Karen and I kissed hello tentatively. She looked thinner. The skin around her eyes was drawn, and her cheekbones were hollowed with shadows. “Denys has gone back to London,” she said almost immediately, as if she couldn’t keep her mind on anything else. “We had two weeks. Two weeks together after eleven months apart. And yet I’m supposed to be grateful. I’m supposed to be brave and carry on.”
Part of me wanted to shout Yes at her, loud and strong. She’d had a long string of days alone with him when my time with Denys had been stolen outright. And yet I also knew the grief she felt. I had it, too. Now he’d left the continent again. “Why London this time?”
“His father is fading. He and his brothers will need to find a buyer for Haverholme. The estate has been in Denys’s family for several hundred years. I can’t imagine how difficult this will be for them all.” She shook her head and short curls tumbled.

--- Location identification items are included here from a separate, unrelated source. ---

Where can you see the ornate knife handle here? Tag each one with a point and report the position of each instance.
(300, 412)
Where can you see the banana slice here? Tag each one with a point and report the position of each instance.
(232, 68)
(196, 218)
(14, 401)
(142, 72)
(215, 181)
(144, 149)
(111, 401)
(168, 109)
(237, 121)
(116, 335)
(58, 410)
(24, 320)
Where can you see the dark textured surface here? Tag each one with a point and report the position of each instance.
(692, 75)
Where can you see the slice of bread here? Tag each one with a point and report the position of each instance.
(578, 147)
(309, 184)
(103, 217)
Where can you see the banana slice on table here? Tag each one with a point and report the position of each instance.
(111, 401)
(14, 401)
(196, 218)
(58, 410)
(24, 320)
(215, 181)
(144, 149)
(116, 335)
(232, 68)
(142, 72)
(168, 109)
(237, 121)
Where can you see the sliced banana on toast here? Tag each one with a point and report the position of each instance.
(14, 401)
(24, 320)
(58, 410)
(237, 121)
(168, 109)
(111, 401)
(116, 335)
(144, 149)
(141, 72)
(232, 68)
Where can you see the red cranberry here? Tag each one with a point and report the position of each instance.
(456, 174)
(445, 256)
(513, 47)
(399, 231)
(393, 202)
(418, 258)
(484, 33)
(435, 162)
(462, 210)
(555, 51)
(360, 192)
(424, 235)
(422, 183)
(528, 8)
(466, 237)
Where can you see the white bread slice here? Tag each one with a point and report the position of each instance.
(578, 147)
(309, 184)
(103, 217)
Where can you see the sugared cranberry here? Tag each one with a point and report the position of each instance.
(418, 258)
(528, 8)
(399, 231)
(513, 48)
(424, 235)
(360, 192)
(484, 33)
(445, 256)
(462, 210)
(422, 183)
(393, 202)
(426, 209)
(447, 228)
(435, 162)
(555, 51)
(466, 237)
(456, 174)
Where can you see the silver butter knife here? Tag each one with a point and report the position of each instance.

Her shingle had grown out roughly. “I know I should be thinking only of Denys’s family at a time like this, but I want him home.”
Blix coughed lightly, a warning or reminder.

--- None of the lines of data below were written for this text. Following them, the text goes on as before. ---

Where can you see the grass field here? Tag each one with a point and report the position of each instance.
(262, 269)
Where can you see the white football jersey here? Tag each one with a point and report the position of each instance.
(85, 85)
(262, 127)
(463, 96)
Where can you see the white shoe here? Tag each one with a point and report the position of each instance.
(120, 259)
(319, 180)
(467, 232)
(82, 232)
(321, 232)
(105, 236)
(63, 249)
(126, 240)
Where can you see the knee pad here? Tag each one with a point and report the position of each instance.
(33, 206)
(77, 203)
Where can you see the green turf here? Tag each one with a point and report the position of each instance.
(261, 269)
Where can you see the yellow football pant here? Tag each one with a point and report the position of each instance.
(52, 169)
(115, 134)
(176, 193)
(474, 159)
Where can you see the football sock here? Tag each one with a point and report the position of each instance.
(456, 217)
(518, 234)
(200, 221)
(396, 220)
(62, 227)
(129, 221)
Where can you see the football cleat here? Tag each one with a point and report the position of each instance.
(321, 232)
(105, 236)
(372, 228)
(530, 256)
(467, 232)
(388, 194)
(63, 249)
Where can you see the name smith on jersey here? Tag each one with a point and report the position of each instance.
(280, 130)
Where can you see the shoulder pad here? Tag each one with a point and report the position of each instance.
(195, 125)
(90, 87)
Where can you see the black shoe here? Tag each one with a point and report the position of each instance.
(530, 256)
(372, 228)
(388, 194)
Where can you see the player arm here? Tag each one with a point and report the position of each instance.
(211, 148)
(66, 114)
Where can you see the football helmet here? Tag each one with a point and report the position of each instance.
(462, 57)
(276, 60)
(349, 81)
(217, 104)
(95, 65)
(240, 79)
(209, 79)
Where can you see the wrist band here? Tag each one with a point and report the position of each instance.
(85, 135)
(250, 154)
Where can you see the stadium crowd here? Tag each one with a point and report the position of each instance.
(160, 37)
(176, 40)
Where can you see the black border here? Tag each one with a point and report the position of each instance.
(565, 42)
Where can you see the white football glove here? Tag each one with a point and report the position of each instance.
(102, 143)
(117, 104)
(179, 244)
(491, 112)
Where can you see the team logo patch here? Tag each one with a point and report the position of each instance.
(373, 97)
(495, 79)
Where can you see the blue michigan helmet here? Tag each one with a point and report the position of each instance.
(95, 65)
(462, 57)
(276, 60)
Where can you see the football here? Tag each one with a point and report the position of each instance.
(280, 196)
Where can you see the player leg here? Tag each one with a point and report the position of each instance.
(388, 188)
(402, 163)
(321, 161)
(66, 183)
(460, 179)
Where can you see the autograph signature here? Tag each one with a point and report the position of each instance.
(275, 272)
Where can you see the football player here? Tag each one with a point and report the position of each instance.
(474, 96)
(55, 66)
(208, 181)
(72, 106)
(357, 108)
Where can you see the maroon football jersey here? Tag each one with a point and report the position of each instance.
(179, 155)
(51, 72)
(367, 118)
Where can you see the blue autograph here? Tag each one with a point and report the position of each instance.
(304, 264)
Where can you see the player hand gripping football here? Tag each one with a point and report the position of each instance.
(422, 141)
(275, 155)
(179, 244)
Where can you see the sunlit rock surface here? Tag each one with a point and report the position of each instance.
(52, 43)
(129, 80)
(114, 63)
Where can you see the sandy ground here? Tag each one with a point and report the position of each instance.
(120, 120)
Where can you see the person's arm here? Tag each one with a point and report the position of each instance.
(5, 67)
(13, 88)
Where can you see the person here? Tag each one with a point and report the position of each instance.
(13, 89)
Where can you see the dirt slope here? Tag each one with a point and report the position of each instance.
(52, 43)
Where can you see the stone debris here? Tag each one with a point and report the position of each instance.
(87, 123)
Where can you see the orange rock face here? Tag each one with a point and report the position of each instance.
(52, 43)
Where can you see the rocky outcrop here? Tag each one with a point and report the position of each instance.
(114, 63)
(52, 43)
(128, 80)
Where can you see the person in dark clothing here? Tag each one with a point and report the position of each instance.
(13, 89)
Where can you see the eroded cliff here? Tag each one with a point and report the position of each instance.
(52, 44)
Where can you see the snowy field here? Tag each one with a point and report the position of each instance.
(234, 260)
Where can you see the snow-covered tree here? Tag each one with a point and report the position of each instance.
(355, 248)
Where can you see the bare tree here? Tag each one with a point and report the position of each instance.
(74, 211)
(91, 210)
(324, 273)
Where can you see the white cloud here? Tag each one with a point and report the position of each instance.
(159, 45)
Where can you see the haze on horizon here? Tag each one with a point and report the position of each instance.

“You’re tired of hearing this song, I know,” she snapped. “But what am I supposed to do? Honestly, Bror, what?”
I could see that he wasn’t going to tangle with her if he didn’t have to. “Excuse me.” He pushed back his chair. “I’ve spotted a friend on the other side of the room.”
When Blix had gone, Karen sighed deeply. “I’ve finally agreed to give him a divorce. You’d think he’d be more grateful.”
“Why now? He’s been asking for years, hasn’t he?”
“I don’t know. I started to feel terrible about fighting so hard to hold him. I’ve just wanted someone, don’t you see? There was a time I thought Denys would marry me, but that seems a fool’s scheme more and more.”
I swallowed to steady my voice, determined to appear at ease with her. “Will things be more difficult on the farm, now, with Blix moving on?”
“What, do you mean with money?” She laughed darkly. “Bror has always managed to spend twice what’s in his purse. Then he asks for another loan…as if I actually have it.”
“I’m sorry. You deserve more.”
“I suppose part of me knew what I was getting into with him. Maybe we always know.” She made a soft clucking noise, as if swallowing air, or immovable fact. “Bror was never any good at feelings, but Denys isn’t any better, God help me. What can I do? He’s ruined me for life without him. That’s the thing of it.”